Recent research has indicated that patent filings for new legal services technology has seen a global growth of 484% over the past five years.

Conducted by Thomson Reuters, the findings have been interpreted to indicate the change in the delivery of legal services following the growth of technology, as well as the resulting impact on law firms.

One of the key factors that the research draws attention to is the implementation of technology within firms and the extent of this role. It is a given that some processes may be suited to automation, namely those simple yet important tasks which require a ‘tick-box’ approach. In delegating this kind of activity on to a computer, the burden is shifted from employees who are then able to spend their time on more valuable tasks.

As well as improving the practice and resource management within law firms, improvement of consumer experience has also been cited as a key reason for harnessing technology. As well as being recognised as an effective way of clarifying the legal process for consumers, digitisation has also been implemented to improve usability and connectivity between the provider and the consumer. Through the use of tools such as instant messaging and progress reports, consumers are able to access real-time feedback on their legal query, reducing the need for additional communication. In turn, this simplifies and streamlines the process, cutting both costs and time.

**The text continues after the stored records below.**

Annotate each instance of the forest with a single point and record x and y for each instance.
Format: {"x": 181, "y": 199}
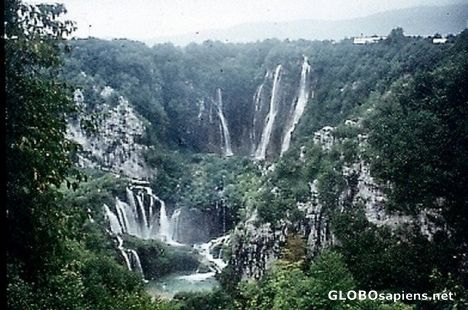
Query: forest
{"x": 266, "y": 173}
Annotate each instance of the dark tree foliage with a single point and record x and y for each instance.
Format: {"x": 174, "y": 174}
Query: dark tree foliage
{"x": 37, "y": 153}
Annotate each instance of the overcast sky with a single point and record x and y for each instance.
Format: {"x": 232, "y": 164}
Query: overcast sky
{"x": 144, "y": 19}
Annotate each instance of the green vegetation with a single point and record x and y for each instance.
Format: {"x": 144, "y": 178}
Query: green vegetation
{"x": 408, "y": 96}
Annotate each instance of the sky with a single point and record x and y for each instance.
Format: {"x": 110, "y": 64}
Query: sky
{"x": 146, "y": 19}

These factors have underpinned HM Land Registry’s digital overhaul, which has been a key player in the property sectors’ movement toward greater use of technology. With an aim to improve the user experience, their data-driven goal filters through every part of the organisation, with a focus on harnessing technology for the benefit of all involved in the property transaction. New services include consumer access to progress on their transaction as well as a push toward digital signatures. Rather than just theoretical improvements, the technological shift has been met with positive feedback from consumers. Of those that have tested their Application Enquiry service, for example, 82% stated that it was excellent, a proportion which the Registry is continually striving to increase.

Whilst legal services technology is bound to be a step in the right direction, that doesn’t mean it’s without its flaws. With the systems and processes moving online, the need to implement effective protection methods will only increase. Although saving client data in the ‘cloud’ will improve accessibility within a firm, it will also make it much easier for criminals to access large volumes of sensitive data remotely.

Whilst embracing technology within legal service delivery is key for firm development, it is also vital that firms acknowledge the associated risks and implement effective strategies on a firm-wide basis.